President Jacques Chirac and other officials said the measure was aimed at bringing Muslims into the mainstream and countering a rise in fundamentalism.
Speaker after speaker denounced it at the conference, which began Friday and ends Monday.
The union's president, Lhaj Thami Breze, said in his opening speech at the conference that the ban deprives Muslims of their rights and has left them feeling "injured," "stigmatized" and "under attack."
The union is an organization that brings together hundreds of smaller Islamic associations from around France, which is home to an estimated 5 million Muslims, the largest community in Western Europe.
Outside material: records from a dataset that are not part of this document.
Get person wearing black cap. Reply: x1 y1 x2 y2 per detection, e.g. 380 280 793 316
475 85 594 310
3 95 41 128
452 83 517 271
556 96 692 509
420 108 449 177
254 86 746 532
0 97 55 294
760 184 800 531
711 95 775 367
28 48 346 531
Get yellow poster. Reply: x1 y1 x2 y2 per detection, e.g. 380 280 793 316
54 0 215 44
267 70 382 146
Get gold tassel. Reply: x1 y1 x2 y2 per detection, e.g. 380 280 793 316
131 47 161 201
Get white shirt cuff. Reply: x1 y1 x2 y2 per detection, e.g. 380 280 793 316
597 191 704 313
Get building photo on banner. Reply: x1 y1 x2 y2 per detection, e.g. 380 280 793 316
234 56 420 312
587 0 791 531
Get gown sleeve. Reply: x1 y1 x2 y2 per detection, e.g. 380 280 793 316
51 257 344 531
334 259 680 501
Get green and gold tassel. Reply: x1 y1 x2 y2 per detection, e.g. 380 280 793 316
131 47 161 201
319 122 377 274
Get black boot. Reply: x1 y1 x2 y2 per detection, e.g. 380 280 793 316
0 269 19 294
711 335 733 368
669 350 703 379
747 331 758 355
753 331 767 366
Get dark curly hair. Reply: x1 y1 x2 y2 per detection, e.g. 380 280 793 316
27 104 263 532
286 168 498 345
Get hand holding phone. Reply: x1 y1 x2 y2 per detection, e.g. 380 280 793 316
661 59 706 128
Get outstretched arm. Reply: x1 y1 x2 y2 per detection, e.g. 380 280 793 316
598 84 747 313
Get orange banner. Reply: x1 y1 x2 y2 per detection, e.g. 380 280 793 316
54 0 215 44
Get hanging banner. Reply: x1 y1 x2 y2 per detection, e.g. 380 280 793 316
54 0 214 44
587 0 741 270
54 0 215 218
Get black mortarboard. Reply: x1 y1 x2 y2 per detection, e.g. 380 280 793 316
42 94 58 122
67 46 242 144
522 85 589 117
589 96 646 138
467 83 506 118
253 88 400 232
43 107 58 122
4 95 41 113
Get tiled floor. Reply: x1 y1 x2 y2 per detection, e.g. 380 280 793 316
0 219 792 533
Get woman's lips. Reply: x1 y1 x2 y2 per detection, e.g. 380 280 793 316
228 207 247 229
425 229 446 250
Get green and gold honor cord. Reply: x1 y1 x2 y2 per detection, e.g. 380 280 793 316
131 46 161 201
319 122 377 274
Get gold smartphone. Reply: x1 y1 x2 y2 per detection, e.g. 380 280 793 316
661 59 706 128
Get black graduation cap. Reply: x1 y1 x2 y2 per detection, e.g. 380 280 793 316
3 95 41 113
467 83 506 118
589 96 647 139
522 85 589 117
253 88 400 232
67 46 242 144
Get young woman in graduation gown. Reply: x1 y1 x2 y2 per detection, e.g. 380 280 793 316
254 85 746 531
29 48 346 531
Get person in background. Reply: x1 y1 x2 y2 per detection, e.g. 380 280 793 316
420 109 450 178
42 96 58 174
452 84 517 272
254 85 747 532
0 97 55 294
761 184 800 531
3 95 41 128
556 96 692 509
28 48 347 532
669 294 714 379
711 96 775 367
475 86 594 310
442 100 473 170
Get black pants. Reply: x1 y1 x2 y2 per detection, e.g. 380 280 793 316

While no exact attendance figures were immediately available for the conference, some 100,000 people attended last year, and organizers said they were expected similar numbers this year.
Breze said union officials were counseling girls who to wear "discreet" head coverings, like bandannas.
For some, however, such half-measures are not an acceptable alternative.
"I would have preferred going to school, but I made a choice. I quit," said Kenza Zohra, an 18-year-old who was wearing a black robe and headscarf.
She said she dropped out of school in February rather than stop wearing her headscarf as demanded by officials at her school.
"Unfortunately, we can do nothing," said her mother, Fatima. "We can call this a war of religion."